A importância das políticas de saúde e do fortalecimento do SUS: certezas que a pandemia nos trouxe

A importância das políticas de saúde e do fortalecimento do SUS: certezas que a pandemia nos trouxe

Luiz Augusto Maltoni*

17 de janeiro de 2021 | 05h00

Luiz Augusto Maltoni. FOTO: DIVULGAÇÃO

É redundante dizer, mas foi um ano atípico. Sabe-se que a pandemia da covid-19 tornou necessárias medidas de contingenciamento para atendimentos e diagnósticos de pacientes que sofriam das mais diferentes enfermidades em todo o mundo. O câncer está entre elas.

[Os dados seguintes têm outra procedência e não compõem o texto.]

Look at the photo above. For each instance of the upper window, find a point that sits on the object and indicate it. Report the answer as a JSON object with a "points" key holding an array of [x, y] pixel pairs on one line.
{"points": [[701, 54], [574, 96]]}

A questão agora é agir sobre aquilo que se projeta para o futuro. Relatórios com análises sobre o cenário epidemiológico global, feitos por entidades internacionais que estudam e trabalham para o controle do câncer, a exemplo do Instituto de Câncer dos Estados Unidos e da Agência Internacional de Pesquisa em Câncer (IARC), apontam o avanço nos números e danos gerados pelo câncer em escala global.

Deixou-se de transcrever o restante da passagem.